Q) O Despacho de 27.02.2008 é nulo por falta de fundamentação adequada, por violação do disposto nos normativos nºs 1 e 2, do art.106º, nº 1 do art. 107º e nº 1, do art. 109º do RJUE, art.18º do REGEU, art.s 62º e 266º ambos da CRP.;
R) Ao assim não entender, decidindo pela improcedência dos pedidos, a decisão mostra-se violadora da alínea d), do nº 1, do art. 615º do CPC

O Recorrido, notificado para o efeito, contra-alegou, tendo concluído:
1. Considerando que o objecto do recurso facilmente se apreende que nenhuma ilegalidade ou irregularidade substancial ou formal é assacada ao Acórdão sob censura.
2. Confrontada agora com a decisão que lhe é desfavorável vem a Recorrente interpor recurso da decisão proferida pelo Tribunal “a quo” insistindo que o Acórdão recorrido não apreciou adequadamente, entre outras, a violação do artigo 18º do R.G.E.U., todavia, sem qualquer razão, dado que a Recorrente reconhece e aceita a natureza clandestina do prédio sobre o qual recaiu a ordem de cessação de utilização e de demolição aqui em questão.

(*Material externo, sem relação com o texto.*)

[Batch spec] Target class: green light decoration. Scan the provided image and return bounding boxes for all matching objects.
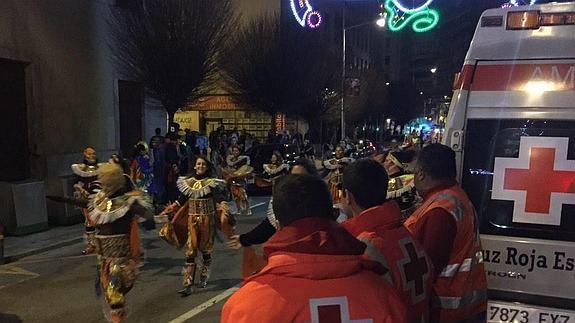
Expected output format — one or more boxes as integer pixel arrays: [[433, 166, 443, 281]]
[[385, 0, 439, 33]]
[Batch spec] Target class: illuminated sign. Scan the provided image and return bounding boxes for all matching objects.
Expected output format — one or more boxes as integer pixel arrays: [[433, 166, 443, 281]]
[[290, 0, 322, 29], [384, 0, 439, 33]]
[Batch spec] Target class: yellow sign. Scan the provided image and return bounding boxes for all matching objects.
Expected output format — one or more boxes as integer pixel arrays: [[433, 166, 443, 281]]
[[174, 111, 200, 131]]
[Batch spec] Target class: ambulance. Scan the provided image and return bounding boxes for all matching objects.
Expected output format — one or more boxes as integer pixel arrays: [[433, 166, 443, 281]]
[[443, 2, 575, 323]]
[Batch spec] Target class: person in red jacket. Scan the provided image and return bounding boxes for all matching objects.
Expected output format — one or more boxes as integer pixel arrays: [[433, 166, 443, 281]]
[[340, 159, 432, 322], [404, 144, 487, 323], [221, 175, 407, 323]]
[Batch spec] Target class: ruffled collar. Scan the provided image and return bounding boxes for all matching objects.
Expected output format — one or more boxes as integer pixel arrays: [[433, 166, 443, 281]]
[[176, 177, 226, 199]]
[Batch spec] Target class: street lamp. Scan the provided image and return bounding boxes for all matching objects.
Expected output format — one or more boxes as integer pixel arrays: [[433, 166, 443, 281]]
[[340, 8, 386, 140]]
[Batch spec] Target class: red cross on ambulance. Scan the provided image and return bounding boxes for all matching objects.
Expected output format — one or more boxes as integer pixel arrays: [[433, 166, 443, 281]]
[[491, 137, 575, 225]]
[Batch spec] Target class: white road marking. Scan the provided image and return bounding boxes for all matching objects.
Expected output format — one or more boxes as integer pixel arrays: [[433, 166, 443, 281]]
[[169, 283, 241, 323]]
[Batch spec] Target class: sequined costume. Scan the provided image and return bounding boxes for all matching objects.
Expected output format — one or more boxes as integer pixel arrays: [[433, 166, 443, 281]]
[[224, 155, 254, 215], [160, 175, 234, 295], [88, 164, 153, 322], [323, 157, 353, 204], [71, 147, 101, 254]]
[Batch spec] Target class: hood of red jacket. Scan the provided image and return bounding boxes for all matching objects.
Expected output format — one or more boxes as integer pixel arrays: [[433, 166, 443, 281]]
[[253, 218, 372, 280], [341, 201, 402, 237]]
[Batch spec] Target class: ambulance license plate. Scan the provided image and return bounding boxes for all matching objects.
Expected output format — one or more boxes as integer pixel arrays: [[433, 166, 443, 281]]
[[487, 301, 575, 323]]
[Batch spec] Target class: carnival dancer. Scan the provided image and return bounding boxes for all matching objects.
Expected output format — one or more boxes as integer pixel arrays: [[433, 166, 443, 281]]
[[256, 151, 289, 187], [224, 146, 254, 215], [71, 147, 100, 255], [323, 146, 353, 204], [88, 164, 154, 322], [130, 141, 155, 194], [158, 157, 234, 296]]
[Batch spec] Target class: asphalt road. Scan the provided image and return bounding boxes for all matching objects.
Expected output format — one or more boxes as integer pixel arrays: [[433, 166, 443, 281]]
[[0, 197, 269, 323]]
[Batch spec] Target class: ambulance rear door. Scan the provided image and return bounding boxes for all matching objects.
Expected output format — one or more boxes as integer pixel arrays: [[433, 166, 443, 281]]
[[460, 59, 575, 323]]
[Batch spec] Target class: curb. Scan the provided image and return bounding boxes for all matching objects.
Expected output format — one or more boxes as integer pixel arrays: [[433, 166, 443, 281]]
[[4, 237, 84, 264]]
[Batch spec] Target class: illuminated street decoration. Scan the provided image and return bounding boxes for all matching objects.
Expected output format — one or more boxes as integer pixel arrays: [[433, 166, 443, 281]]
[[290, 0, 322, 28], [501, 0, 537, 8], [385, 0, 439, 33]]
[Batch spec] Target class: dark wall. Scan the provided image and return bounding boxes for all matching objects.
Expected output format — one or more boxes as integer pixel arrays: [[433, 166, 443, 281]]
[[0, 58, 30, 181]]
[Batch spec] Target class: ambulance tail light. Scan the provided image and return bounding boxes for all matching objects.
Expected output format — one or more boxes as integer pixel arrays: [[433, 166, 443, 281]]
[[540, 12, 575, 26], [507, 11, 540, 30]]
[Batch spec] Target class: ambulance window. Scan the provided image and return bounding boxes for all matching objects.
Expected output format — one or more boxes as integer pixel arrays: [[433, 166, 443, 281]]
[[462, 120, 575, 241]]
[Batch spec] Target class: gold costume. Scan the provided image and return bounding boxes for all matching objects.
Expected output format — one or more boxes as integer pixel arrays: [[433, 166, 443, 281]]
[[160, 177, 234, 295], [88, 187, 152, 322]]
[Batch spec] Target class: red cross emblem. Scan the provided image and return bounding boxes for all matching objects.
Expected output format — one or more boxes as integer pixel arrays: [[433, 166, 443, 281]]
[[491, 137, 575, 225], [398, 238, 429, 304], [309, 296, 373, 323]]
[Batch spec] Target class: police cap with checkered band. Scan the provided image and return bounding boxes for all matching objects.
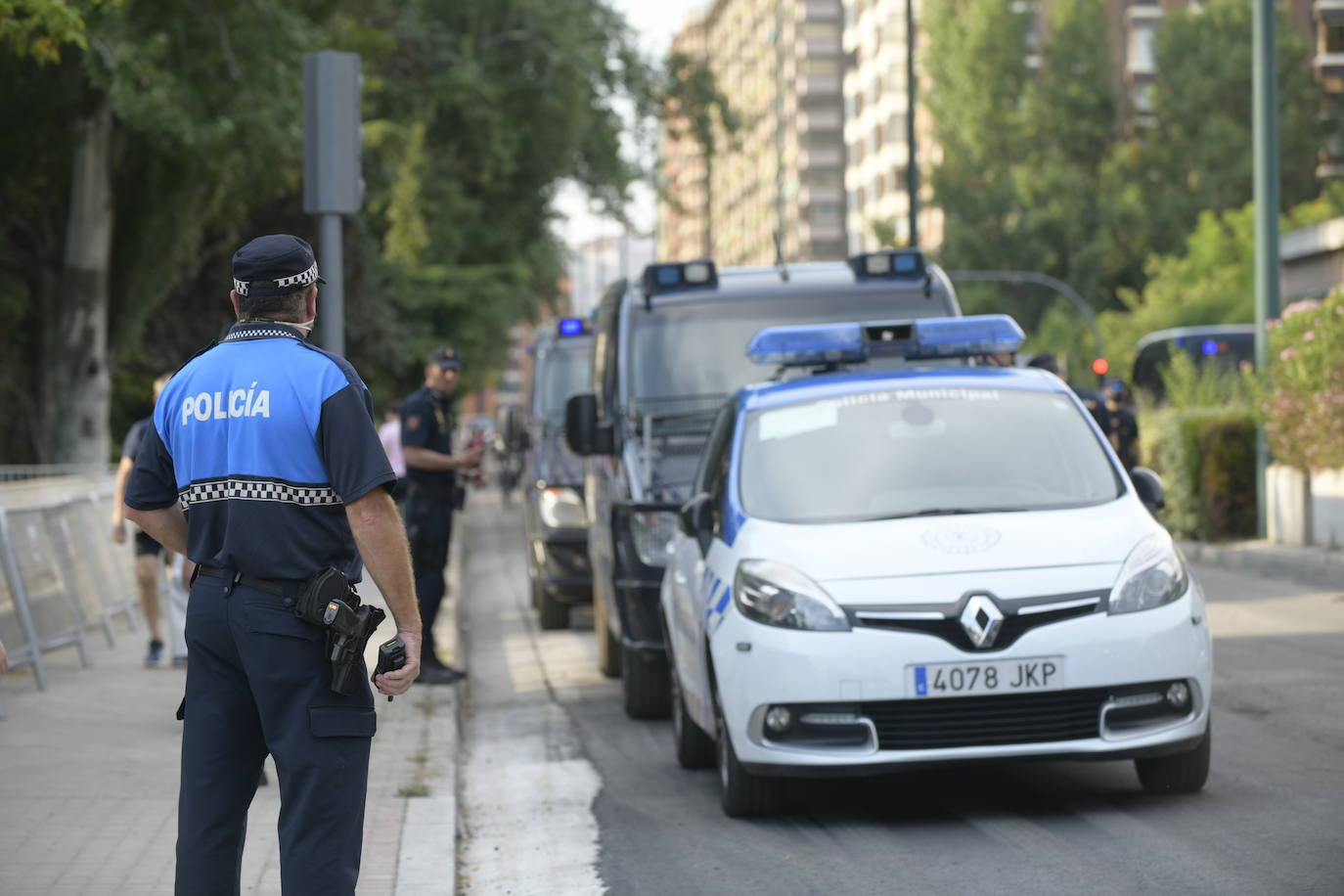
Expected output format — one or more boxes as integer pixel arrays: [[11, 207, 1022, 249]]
[[234, 234, 327, 297]]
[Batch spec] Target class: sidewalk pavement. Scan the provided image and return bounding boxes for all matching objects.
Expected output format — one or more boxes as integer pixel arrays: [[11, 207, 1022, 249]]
[[0, 518, 465, 896], [1179, 540, 1344, 591]]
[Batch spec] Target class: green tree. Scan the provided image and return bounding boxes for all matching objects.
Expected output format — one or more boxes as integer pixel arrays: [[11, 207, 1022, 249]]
[[1126, 0, 1326, 259], [923, 0, 1036, 291], [0, 0, 651, 461], [1100, 186, 1344, 378]]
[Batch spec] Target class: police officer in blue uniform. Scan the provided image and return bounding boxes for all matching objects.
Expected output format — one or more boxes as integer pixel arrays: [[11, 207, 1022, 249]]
[[125, 235, 421, 896], [402, 346, 481, 684]]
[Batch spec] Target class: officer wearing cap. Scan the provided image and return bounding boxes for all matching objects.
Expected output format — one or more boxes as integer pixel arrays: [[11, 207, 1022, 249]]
[[125, 235, 421, 896], [402, 346, 481, 684]]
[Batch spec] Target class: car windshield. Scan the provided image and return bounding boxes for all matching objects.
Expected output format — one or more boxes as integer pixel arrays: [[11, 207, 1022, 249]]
[[739, 387, 1124, 522], [630, 291, 945, 411], [536, 339, 590, 424]]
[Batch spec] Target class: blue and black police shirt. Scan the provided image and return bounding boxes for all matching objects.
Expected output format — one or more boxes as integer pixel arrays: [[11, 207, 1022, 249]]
[[126, 321, 396, 580]]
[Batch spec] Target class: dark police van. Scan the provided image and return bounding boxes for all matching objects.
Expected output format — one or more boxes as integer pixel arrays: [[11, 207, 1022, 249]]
[[565, 249, 961, 717], [522, 317, 593, 629]]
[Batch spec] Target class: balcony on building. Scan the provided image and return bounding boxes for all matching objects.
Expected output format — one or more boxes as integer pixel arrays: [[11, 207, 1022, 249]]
[[1312, 0, 1344, 25], [1312, 20, 1344, 79]]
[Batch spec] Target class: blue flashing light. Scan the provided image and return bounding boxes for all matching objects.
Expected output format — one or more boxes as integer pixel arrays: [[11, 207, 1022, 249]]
[[747, 324, 867, 366], [747, 314, 1025, 367]]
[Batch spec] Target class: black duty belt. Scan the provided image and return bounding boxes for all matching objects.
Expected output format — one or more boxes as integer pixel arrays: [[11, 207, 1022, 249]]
[[198, 565, 299, 597]]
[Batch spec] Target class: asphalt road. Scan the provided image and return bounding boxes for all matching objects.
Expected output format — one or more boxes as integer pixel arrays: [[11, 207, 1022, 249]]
[[461, 496, 1344, 896]]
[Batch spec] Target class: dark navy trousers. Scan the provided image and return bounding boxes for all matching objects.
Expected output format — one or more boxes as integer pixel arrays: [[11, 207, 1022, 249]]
[[176, 575, 377, 896], [406, 486, 453, 665]]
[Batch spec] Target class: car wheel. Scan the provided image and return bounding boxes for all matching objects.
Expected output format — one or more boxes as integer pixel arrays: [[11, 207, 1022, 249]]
[[593, 590, 621, 679], [668, 650, 714, 769], [532, 586, 570, 631], [1135, 727, 1214, 794], [714, 699, 784, 818], [621, 649, 672, 719]]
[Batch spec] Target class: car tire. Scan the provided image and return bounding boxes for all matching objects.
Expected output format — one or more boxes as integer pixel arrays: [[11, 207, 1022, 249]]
[[1135, 727, 1214, 794], [621, 649, 672, 719], [714, 699, 784, 818], [532, 583, 570, 631], [668, 650, 714, 769], [593, 590, 621, 679]]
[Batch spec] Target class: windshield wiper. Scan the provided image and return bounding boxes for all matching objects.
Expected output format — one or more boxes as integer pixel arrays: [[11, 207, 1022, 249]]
[[863, 508, 1027, 522]]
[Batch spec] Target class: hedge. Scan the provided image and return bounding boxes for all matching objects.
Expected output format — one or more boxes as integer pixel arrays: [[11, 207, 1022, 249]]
[[1143, 407, 1255, 541]]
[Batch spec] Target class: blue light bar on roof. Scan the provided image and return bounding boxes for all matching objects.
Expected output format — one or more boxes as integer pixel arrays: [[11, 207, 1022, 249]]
[[747, 314, 1024, 367]]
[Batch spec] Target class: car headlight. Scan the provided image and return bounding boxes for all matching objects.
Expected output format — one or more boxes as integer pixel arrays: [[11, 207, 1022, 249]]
[[733, 560, 849, 631], [536, 486, 587, 529], [630, 511, 676, 567], [1109, 535, 1189, 614]]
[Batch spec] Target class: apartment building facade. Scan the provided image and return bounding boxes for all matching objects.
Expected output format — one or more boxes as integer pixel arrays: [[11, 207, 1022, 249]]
[[844, 0, 942, 254], [657, 0, 847, 265]]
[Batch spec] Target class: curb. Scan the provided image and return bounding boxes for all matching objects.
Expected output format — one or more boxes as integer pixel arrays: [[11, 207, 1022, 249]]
[[394, 514, 470, 896], [1178, 541, 1344, 591]]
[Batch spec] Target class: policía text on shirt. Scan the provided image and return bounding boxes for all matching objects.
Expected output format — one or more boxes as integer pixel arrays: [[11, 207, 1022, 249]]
[[181, 381, 270, 426]]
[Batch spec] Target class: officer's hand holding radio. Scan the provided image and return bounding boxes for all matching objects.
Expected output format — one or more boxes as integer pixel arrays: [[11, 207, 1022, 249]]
[[374, 629, 421, 697]]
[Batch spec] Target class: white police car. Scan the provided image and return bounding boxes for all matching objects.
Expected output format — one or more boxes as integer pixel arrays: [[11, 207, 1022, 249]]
[[661, 316, 1212, 816]]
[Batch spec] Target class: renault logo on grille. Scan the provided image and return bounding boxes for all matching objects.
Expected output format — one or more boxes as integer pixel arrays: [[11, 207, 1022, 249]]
[[961, 594, 1004, 648]]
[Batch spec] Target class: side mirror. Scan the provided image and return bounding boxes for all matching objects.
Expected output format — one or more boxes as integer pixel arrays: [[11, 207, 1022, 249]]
[[1129, 467, 1167, 514], [564, 392, 613, 457], [676, 492, 711, 537]]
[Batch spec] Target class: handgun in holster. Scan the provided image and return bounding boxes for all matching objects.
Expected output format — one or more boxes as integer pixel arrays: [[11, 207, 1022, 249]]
[[294, 567, 387, 694]]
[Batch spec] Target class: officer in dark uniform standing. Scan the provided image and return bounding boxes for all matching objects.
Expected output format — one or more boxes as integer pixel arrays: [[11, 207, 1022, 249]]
[[125, 235, 421, 896], [402, 346, 481, 684]]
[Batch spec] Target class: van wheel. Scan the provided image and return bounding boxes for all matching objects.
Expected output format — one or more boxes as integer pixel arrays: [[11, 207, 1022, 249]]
[[1135, 726, 1214, 794], [593, 590, 621, 679], [532, 584, 570, 631], [621, 649, 672, 719], [714, 699, 784, 818], [668, 649, 714, 769]]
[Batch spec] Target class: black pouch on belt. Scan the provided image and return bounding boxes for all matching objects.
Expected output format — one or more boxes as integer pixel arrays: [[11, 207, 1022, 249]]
[[294, 567, 359, 629]]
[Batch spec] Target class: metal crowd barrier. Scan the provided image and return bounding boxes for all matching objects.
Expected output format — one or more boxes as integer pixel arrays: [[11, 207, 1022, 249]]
[[0, 492, 139, 716]]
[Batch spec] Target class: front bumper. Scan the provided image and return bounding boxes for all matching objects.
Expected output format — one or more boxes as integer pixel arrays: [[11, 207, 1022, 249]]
[[709, 595, 1212, 777]]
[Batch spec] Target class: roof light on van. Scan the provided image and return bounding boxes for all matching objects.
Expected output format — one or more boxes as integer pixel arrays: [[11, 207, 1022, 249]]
[[747, 314, 1025, 367], [849, 248, 927, 280], [641, 258, 719, 295]]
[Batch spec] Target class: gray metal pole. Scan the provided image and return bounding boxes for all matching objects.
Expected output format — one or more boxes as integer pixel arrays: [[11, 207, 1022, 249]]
[[906, 0, 919, 246], [774, 0, 784, 262], [1253, 0, 1279, 539], [317, 213, 345, 356], [948, 270, 1106, 371]]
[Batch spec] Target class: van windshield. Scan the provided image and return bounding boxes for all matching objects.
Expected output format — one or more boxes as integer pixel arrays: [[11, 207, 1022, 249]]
[[535, 338, 592, 424], [630, 291, 945, 407]]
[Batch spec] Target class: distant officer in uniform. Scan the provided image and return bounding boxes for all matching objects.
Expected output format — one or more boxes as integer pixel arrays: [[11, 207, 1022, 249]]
[[126, 235, 421, 896], [402, 346, 481, 684]]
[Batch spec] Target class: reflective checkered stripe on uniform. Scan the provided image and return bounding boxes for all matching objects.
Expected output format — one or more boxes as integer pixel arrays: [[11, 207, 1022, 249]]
[[177, 477, 341, 509]]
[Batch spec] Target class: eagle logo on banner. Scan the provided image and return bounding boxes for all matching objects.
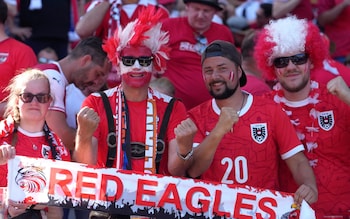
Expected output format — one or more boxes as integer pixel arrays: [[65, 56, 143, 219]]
[[318, 110, 334, 131], [250, 123, 267, 144]]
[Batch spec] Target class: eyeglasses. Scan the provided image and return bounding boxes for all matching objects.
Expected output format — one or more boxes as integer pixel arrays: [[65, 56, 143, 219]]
[[122, 56, 153, 67], [273, 53, 309, 68], [18, 93, 51, 103]]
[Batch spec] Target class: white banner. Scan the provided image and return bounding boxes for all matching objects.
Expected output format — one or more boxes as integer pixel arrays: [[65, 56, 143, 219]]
[[8, 156, 315, 219]]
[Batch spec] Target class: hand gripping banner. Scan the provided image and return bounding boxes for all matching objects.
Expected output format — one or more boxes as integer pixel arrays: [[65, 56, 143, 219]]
[[8, 156, 315, 219]]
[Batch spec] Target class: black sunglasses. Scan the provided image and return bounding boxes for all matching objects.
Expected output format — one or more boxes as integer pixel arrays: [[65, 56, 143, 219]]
[[122, 56, 153, 67], [18, 93, 51, 103], [273, 53, 309, 68]]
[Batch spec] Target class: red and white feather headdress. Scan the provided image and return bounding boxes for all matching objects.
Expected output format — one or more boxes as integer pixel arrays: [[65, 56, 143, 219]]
[[102, 7, 170, 74], [254, 16, 327, 80]]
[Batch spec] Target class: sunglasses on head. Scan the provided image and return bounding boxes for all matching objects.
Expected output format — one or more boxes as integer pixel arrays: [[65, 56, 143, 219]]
[[18, 93, 51, 103], [273, 53, 309, 68], [122, 56, 153, 67]]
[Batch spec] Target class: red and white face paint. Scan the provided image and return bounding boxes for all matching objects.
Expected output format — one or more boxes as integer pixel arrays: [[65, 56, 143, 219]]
[[119, 46, 153, 87]]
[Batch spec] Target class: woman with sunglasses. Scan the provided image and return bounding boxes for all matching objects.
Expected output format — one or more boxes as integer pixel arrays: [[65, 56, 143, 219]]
[[255, 17, 350, 219], [0, 69, 70, 218]]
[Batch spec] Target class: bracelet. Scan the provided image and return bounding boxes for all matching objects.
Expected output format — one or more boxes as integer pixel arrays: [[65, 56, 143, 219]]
[[176, 148, 193, 160]]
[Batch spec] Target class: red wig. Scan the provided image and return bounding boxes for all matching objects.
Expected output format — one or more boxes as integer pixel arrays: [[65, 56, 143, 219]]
[[254, 16, 327, 80], [102, 7, 170, 74]]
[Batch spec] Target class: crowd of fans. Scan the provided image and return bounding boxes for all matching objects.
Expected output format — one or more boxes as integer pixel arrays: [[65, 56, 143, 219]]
[[0, 0, 350, 219]]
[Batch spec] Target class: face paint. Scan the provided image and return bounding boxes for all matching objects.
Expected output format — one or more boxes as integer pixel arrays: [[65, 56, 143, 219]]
[[119, 46, 153, 88], [229, 71, 235, 82], [122, 73, 152, 88]]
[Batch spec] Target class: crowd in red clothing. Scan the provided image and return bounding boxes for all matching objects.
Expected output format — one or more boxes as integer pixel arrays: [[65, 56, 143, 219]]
[[0, 0, 350, 218]]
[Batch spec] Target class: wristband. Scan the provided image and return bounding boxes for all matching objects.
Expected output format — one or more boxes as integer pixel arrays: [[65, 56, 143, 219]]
[[176, 148, 193, 160]]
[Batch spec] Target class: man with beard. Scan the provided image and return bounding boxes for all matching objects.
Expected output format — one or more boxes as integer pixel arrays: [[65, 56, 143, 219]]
[[188, 40, 317, 209], [255, 17, 350, 218], [34, 37, 111, 150], [74, 9, 196, 218]]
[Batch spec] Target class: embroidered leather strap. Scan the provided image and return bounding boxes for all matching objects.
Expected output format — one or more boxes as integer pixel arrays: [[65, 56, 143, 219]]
[[156, 98, 176, 173], [99, 91, 117, 167]]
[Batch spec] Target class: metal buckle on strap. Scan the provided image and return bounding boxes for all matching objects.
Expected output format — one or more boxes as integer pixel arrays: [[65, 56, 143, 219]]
[[107, 132, 117, 148], [130, 142, 146, 159]]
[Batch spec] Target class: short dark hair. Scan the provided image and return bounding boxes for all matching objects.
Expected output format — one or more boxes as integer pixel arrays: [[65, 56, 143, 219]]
[[0, 0, 8, 24], [69, 36, 107, 66]]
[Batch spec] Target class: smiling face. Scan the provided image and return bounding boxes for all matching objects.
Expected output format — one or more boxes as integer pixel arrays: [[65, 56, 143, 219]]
[[274, 53, 312, 93], [202, 56, 242, 99], [18, 78, 51, 122], [119, 46, 153, 88]]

3. Sendo certo que os pressupostos e fundamentos implícitos ao acto de 27.02.2008 que determinaram a cessação de utilização e a demolição do prédio aqui em apreço foram o prédio ter sido construído sem a necessária licença municipal e não ser possível a sua legalização e estes fundamentos mantêm-se, mesmo depois do fim da situação de alerta.
4. A ilegalidade da construção em causa e a insusceptibilidade de legalização são fundamentos que não dependiam, nem dependem, muito menos se alteraram com os trabalhos realizados na Escarpa, dado que aquela edificação viola ainda o disposto no artigo 15º do Regulamento do P.D.M. então em vigor, por se encontrar em área classificada como de equipamento.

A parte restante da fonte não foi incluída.